You are viewing a plain text version of this content. The canonical link for it is here.
Posted to reviews@spark.apache.org by sahilTakiar <gi...@git.apache.org> on 2017/10/02 21:03:57 UTC

[GitHub] spark pull request #19413: [SPARK-20466][CORE] HadoopRDD#addLocalConfigurati...

GitHub user sahilTakiar opened a pull request:

    https://github.com/apache/spark/pull/19413

    [SPARK-20466][CORE] HadoopRDD#addLocalConfiguration throws NPE

    ## What changes were proposed in this pull request?
    
    Fix for SPARK-20466, full description of the issue in the JIRA. To summarize, `HadoopRDD` uses a metadata cache to cache `JobConf` objects. The cache uses soft-references, which means the JVM can delete entries from the cache whenever there is GC pressure. `HadoopRDD#getJobConf` had a bug where it would check if the cache contained the `JobConf`, if it did it would get the `JobConf` from the cache and return it.

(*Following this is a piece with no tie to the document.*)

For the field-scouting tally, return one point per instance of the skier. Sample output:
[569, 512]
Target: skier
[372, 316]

This doesn't work when soft-references are used as the JVM can delete the entry between the existence check and the get call.
    
    ## How was this patch tested?
    
    Haven't thought of a good way to test this yet given the issue only occurs sometimes, and happens during high GC pressure. Was thinking of using mocks to verify `#getJobConf` is doing the right thing. I deleted the method `HadoopRDD#containsCachedMetadata` so that we don't hit this issue again.

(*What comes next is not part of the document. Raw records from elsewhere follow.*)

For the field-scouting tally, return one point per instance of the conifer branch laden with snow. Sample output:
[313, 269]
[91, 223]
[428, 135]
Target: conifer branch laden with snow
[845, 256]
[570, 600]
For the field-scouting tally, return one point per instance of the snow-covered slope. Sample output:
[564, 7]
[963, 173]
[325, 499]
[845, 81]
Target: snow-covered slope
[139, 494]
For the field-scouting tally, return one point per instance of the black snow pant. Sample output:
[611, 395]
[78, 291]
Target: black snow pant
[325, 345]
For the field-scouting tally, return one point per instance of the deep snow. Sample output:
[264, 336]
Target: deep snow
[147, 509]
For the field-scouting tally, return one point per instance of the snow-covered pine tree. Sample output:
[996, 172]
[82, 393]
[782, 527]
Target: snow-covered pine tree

You can merge this pull request into a Git repository by running:

    $ git pull https://github.com/sahilTakiar/spark master

Alternatively you can review and apply these changes as the patch at:

    https://github.com/apache/spark/pull/19413.patch

To close this pull request, make a commit to your master/trunk branch
with (at least) the following in the commit message:

    This closes #19413
    
----
commit 680f32c311e33784e11763c109488d528178efc8
Author: Sahil Takiar <st...@cloudera.com>
Date:   2017-10-02T20:44:23Z

    [SPARK-20466][CORE] HadoopRDD#addLocalConfiguration throws NPE

----


---

---------------------------------------------------------------------
To unsubscribe, e-mail: reviews-unsubscribe@spark.apache.org
For additional commands, e-mail: reviews-help@spark.apache.org


[GitHub] spark issue #19413: [SPARK-20466][CORE] HadoopRDD#addLocalConfiguration thro...

Posted by AmplabJenkins <gi...@git.apache.org>.
Github user AmplabJenkins commented on the issue:

    https://github.com/apache/spark/pull/19413
  
    Test PASSed.
    Refer to this link for build results (access rights to CI server needed): 
    https://amplab.cs.berkeley.edu/jenkins//job/SparkPullRequestBuilder/82399/
    Test PASSed.


---

---------------------------------------------------------------------
To unsubscribe, e-mail: reviews-unsubscribe@spark.apache.org
For additional commands, e-mail: reviews-help@spark.apache.org


[GitHub] spark issue #19413: [SPARK-20466][CORE] HadoopRDD#addLocalConfiguration thro...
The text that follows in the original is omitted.